Le magazine s'associe à la BCV pour lancer un produit structuré.

«Indépendant et honnête.» Dans son code éthique, une référence en Suisse romande, Bilan s'engage fortement auprès de ses lecteurs. En lançant un produit structuré en partenariat avec la Banque Cantonale Vaudoise (BCV), sa rédaction joue cependant avec le feu.

Mardi, le magazine économique a présenté «Romandino», un panier d'actions romandes que les investisseurs pourront acheter dès le mois de juillet (lire ci-contre). L'idée a germé à la fois dans les têtes de la rédaction et dans celles de la banque. La BCV en a assuré la construction. Parmi les titres sélectionnés figure notamment Edipresse, qui contrôle Bilan (et Le Temps à 44,7%).

«Nous voulons mettre en valeur le terreau fertile d'entreprises romandes, explique Stéphane Benoit-Godet, rédacteur en chef adjoint de Bilan. Outre sa conception, le bimensuel en assurera un suivi dans ses colonnes. Il ne perçoit rien sur les sommes investies dans Romandino.

«Comment parler librement des sociétés sélectionnées, et de la BCV, lorsqu'on s'engage dans de telles opérations? Comment surtout donner des mauvaises nouvelles qui pourraient porter préjudice à ce produit?» s'inquiète Christian Campiche. Le porte-parole d'«Info en danger», une association de défense de l'éthique journalistique, estime que la rédaction de Bilan s'est substituée à son service commercial. Il relève enfin que même si le magazine n'est pas financièrement intéressé à l'opération, son éditeur peut en tirer indirectement parti. L'action Edipresse «ne peut que profiter de l'intérêt suscité à son égard».

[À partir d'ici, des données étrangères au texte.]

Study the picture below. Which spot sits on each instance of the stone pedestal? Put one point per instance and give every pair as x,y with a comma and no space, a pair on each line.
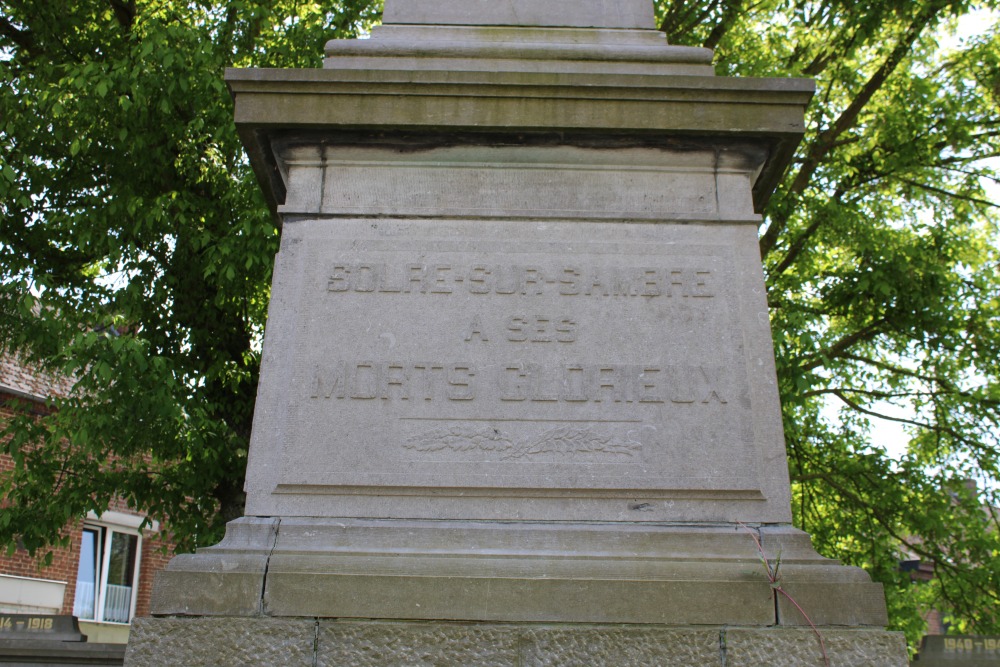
518,400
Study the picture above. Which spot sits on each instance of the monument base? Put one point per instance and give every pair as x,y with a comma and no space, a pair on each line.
555,572
310,641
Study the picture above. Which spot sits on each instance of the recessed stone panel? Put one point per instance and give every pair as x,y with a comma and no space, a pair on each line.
517,360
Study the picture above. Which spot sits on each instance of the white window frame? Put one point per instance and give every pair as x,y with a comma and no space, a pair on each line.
108,524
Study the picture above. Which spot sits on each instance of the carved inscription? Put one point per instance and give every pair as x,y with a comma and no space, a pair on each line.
569,280
513,342
562,441
519,381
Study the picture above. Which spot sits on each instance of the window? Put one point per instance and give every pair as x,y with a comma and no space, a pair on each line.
108,574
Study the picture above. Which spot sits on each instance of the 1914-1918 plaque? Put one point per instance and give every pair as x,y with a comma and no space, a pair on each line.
518,369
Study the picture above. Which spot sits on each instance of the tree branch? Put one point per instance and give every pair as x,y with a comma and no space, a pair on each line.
826,139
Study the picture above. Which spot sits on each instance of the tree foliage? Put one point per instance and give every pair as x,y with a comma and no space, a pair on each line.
881,255
136,250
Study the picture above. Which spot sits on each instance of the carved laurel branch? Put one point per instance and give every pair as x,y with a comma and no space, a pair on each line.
564,440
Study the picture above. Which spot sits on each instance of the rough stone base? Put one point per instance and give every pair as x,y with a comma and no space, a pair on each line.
307,642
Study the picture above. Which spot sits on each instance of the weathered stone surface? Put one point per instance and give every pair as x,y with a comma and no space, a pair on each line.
419,645
518,365
959,651
562,13
801,648
221,642
268,641
625,646
510,571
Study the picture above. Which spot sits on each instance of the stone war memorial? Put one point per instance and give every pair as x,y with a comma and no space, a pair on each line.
517,403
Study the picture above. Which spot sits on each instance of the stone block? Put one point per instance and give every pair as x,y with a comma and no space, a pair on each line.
776,647
221,642
560,13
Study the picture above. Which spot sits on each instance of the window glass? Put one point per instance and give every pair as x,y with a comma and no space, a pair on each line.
84,605
106,575
121,572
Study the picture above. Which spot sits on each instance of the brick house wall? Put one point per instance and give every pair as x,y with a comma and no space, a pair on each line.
19,391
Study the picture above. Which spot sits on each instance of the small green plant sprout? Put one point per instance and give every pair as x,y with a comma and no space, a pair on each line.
774,578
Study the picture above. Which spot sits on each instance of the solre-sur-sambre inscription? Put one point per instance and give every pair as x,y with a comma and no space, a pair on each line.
447,369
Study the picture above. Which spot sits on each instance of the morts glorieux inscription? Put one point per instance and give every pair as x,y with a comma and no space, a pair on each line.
500,364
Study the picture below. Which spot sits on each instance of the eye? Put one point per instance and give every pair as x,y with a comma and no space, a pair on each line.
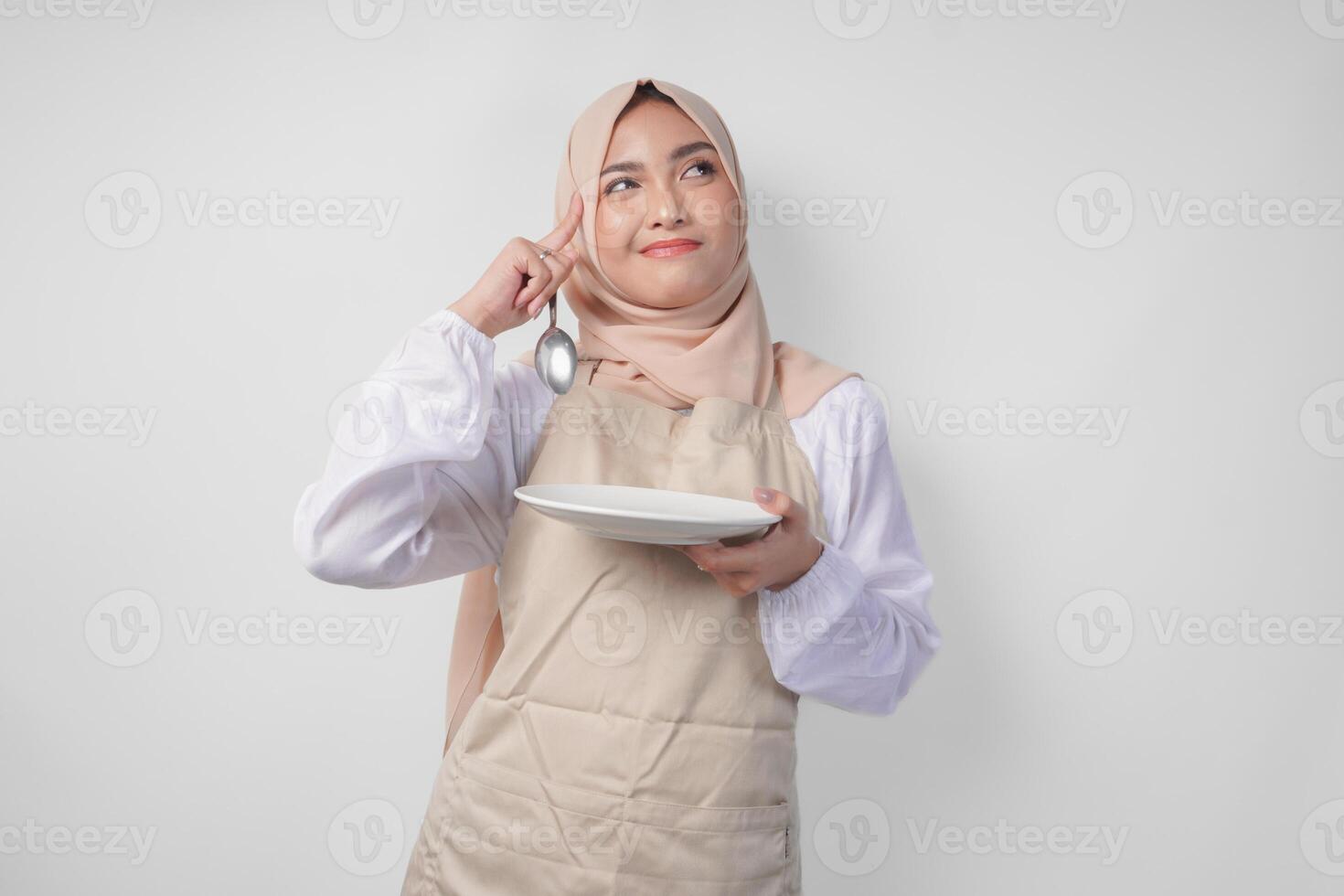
614,187
703,165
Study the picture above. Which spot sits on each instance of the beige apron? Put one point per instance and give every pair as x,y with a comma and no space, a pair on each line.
631,738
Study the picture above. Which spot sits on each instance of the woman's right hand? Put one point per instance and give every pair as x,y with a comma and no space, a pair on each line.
517,283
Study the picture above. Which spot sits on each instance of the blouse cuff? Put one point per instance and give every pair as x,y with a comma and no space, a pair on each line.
449,321
824,590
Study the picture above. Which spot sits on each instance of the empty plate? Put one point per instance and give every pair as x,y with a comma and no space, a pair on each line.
648,516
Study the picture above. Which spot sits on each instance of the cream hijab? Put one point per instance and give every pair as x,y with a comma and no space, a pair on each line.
674,357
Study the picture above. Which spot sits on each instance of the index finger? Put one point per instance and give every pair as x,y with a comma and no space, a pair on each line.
563,232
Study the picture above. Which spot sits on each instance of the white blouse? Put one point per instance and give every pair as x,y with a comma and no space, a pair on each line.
428,452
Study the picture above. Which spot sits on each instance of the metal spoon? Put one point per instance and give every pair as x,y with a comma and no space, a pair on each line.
557,359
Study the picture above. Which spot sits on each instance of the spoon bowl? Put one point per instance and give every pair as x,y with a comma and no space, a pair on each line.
557,359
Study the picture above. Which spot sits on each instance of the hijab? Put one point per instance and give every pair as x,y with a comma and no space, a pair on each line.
674,357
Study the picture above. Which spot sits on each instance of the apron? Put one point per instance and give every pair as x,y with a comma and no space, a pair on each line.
631,736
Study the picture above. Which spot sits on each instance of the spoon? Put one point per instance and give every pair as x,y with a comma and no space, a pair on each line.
557,359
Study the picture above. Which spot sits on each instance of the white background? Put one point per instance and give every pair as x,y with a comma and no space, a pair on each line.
968,126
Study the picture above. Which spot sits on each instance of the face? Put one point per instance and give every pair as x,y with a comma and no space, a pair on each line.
667,215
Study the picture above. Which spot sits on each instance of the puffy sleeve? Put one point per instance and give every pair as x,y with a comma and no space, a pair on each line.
855,630
425,455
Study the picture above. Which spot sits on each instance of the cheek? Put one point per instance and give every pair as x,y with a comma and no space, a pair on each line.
618,222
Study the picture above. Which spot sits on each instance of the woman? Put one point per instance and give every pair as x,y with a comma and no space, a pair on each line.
635,726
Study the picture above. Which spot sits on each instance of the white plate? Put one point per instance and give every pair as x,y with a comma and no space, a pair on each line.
648,516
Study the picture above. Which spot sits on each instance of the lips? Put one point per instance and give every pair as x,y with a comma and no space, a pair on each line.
669,248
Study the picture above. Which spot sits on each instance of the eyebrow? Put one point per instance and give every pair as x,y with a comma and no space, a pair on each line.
680,152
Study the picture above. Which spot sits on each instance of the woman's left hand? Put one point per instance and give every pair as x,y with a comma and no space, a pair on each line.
775,560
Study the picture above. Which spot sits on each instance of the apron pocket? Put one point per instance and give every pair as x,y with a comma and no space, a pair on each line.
539,829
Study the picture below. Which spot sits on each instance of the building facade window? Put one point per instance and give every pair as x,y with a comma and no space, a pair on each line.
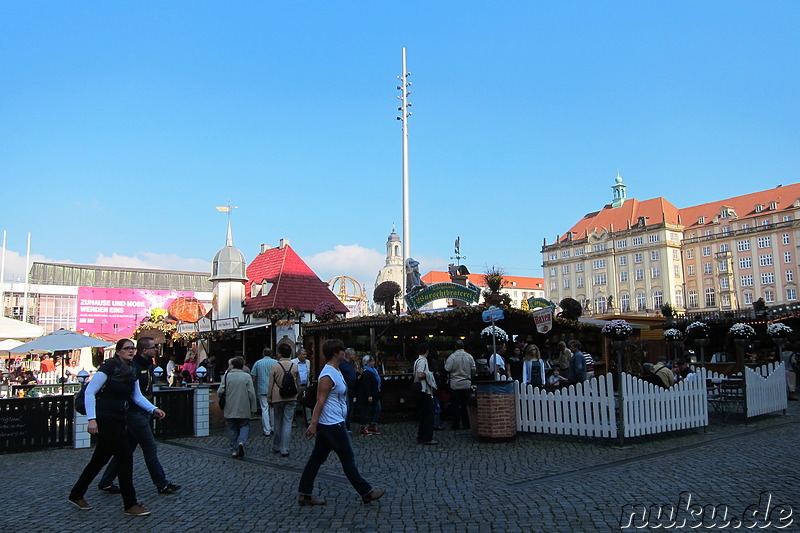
711,299
658,299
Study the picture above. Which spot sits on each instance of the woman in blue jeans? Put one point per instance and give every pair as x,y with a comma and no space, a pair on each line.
328,425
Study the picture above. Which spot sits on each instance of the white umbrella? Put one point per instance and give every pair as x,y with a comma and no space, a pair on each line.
62,339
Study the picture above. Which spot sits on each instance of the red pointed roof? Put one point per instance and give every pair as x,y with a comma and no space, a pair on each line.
655,211
294,284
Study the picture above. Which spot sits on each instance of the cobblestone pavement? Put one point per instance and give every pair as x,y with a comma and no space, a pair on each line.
536,483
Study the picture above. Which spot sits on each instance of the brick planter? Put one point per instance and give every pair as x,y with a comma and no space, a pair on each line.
497,413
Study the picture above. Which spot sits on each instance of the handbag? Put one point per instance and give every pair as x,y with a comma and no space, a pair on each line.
309,397
221,401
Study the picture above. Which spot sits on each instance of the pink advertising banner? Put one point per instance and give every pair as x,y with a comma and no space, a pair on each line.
119,311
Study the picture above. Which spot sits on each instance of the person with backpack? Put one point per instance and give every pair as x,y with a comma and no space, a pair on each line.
285,380
107,420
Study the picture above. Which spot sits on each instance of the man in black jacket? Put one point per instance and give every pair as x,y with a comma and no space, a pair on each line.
138,424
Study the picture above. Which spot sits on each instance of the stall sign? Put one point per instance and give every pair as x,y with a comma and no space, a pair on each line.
543,318
438,291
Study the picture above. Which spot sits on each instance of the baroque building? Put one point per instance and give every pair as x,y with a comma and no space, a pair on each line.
634,256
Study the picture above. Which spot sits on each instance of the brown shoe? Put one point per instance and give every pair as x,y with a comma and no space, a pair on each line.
80,503
136,510
374,495
310,500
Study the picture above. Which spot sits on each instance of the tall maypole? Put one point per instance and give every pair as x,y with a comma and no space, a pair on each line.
404,114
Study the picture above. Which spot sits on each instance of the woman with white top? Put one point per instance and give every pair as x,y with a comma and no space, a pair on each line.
328,425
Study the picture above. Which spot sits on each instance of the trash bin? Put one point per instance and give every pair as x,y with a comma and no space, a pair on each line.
497,411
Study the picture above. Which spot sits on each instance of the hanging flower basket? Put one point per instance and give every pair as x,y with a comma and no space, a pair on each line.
742,331
617,329
673,335
778,330
493,331
697,330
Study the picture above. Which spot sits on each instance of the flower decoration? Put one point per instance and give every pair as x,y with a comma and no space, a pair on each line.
493,331
779,330
697,330
742,331
617,328
673,334
325,312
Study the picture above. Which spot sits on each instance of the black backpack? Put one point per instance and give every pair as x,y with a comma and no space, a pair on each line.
288,387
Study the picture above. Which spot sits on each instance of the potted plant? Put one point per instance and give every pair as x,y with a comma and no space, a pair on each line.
618,330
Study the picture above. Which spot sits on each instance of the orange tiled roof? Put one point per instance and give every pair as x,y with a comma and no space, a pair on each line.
517,282
655,211
295,285
743,206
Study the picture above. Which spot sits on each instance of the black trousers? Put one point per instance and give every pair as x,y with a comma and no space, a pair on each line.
459,398
425,406
112,441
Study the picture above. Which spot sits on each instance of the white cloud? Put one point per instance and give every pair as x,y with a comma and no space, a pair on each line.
352,260
154,260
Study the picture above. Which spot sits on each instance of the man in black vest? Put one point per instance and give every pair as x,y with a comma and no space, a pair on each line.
138,423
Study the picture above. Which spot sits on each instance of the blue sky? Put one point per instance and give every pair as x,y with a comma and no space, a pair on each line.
122,124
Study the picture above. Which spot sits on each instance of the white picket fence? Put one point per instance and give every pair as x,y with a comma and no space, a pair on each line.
649,409
589,408
765,389
585,409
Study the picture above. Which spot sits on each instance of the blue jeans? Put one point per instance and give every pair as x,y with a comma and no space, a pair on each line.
139,433
238,431
333,438
284,414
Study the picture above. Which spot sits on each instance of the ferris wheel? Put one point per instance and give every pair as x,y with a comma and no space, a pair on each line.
350,292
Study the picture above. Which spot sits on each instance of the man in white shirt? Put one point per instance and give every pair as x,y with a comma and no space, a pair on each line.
304,369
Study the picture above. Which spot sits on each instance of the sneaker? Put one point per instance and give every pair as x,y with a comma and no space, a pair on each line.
136,510
80,503
171,488
374,495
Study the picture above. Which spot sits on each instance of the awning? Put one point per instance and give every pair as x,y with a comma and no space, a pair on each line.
252,326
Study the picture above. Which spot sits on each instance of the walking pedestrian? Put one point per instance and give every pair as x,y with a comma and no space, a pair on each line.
240,402
328,425
283,406
117,385
137,421
461,367
260,374
424,377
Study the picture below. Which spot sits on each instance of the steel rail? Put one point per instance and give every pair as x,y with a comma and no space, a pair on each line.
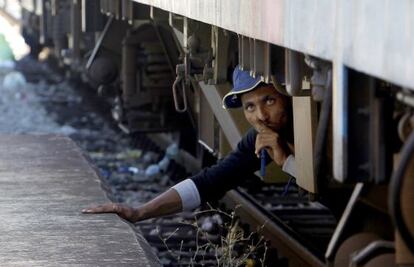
297,254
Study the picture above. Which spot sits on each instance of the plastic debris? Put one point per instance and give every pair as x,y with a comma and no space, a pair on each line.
14,81
152,171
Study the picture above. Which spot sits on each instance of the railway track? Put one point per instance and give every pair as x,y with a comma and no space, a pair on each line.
297,230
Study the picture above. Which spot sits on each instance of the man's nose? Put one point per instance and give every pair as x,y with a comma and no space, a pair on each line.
262,114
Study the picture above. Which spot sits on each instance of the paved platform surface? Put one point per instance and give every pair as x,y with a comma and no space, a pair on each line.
44,183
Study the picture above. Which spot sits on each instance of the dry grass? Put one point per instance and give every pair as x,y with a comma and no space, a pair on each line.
234,248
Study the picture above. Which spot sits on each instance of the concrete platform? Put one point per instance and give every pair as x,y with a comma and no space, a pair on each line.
44,183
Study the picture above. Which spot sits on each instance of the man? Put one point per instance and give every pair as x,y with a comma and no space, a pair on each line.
269,114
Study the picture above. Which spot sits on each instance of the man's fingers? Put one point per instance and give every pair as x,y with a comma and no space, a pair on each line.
106,208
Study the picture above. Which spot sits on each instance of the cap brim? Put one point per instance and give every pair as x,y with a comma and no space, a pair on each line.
231,94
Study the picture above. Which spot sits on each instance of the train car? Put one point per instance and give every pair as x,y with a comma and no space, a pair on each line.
347,66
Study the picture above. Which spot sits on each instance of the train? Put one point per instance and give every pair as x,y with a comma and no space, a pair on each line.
347,66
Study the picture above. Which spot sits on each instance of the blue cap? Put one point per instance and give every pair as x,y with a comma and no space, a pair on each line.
242,83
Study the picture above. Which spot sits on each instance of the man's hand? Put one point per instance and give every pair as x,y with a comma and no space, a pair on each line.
123,211
277,148
168,202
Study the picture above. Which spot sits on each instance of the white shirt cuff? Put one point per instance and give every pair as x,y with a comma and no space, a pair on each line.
289,166
188,192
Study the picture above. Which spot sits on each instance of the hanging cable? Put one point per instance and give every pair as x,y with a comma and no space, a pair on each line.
395,192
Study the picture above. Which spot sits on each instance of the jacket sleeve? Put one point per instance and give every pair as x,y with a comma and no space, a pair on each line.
213,182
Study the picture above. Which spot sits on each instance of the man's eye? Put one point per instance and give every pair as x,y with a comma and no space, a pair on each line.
249,107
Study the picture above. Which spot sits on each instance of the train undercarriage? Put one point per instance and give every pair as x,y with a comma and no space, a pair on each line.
164,67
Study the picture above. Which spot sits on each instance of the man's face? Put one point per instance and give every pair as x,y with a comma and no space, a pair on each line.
264,106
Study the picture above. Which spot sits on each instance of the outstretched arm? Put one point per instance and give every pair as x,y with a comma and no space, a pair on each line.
168,202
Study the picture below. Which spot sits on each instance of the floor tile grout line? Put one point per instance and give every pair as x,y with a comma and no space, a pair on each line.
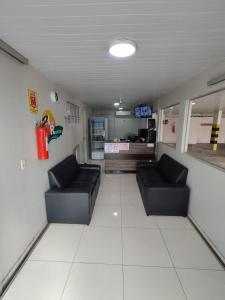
165,244
123,275
72,264
127,265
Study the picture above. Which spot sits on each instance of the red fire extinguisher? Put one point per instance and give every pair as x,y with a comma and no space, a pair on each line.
42,142
42,139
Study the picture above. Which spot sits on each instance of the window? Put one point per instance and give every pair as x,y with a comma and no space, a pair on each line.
206,134
169,123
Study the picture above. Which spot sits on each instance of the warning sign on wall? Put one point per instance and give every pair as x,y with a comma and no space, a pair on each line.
33,101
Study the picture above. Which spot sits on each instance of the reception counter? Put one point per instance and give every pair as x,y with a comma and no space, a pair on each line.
124,157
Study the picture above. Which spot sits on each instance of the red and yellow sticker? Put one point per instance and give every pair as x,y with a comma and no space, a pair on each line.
33,101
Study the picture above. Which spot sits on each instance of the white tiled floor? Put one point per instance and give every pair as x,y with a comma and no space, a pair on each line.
122,255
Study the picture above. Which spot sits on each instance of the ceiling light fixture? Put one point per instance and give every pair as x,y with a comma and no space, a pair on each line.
122,48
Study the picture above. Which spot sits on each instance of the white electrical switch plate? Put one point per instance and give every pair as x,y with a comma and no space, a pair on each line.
22,164
150,145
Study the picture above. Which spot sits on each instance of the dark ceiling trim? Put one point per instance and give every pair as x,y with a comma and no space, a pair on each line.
216,80
13,53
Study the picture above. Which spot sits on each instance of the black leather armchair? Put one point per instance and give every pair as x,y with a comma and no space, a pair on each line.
73,191
163,187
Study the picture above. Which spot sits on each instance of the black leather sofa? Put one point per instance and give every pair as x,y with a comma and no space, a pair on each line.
73,191
163,187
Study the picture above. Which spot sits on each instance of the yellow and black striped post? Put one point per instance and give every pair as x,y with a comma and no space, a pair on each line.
215,131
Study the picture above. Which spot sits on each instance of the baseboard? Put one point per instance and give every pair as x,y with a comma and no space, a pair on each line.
20,262
208,241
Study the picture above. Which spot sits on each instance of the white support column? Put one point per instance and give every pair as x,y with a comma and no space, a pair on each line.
215,130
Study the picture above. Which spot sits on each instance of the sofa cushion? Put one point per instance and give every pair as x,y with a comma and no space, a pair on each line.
172,170
86,186
87,176
63,173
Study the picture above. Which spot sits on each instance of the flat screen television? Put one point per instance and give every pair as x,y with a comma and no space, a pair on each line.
143,111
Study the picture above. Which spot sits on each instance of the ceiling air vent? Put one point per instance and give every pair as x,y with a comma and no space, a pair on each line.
216,80
123,113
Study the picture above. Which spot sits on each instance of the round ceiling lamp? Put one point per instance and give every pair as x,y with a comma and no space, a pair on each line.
122,48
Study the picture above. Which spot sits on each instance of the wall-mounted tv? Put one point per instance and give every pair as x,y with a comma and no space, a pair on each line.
143,111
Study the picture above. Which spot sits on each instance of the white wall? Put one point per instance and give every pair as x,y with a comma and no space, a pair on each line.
207,205
22,206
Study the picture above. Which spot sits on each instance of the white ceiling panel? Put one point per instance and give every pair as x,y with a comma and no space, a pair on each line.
68,41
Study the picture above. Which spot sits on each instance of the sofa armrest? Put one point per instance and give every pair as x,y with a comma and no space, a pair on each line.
69,205
70,190
90,167
147,164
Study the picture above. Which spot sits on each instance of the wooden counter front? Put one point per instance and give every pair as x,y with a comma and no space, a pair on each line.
126,160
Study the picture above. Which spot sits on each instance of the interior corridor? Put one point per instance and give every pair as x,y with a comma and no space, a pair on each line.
122,254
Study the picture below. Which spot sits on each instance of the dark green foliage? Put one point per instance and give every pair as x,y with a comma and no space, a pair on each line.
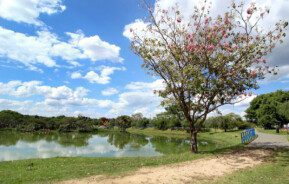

Impressum regrette pour sa part «une confusion des genres». Mathieu Fleury, secrétaire central de la plus grande association de journalistes suisses, jugera «sur pièces», mais recommande déjà de couvrir ce produit en dehors de l'espace rédactionnel «pur».

Pour Stéphane Benoit-Godet, la situation «ne diffère pas des relations actuelles avec les annonceurs». Ces derniers fournissent, à la presse suisse de manière générale, l'essentiel de ses ressources. Il reconnaît cependant que Bilan court un «risque d'image» si le produit tourne mal. «Nous ne nous empêcherons jamais de publier une information», assure le journaliste.

Ce partenariat entre un organe de presse et un établissement financier semble inédit. En particulier, la démarche active de rédaction «surprend» un spécialiste de la communication financière, qui relève surtout le risque pris par Bilan, qui confond marketing et rédactionnel. Un mélange des genres qui en appelle un autre puisque Lauriane Gilliéron, Miss Suisse, a apporté son «soutien» à Romandino.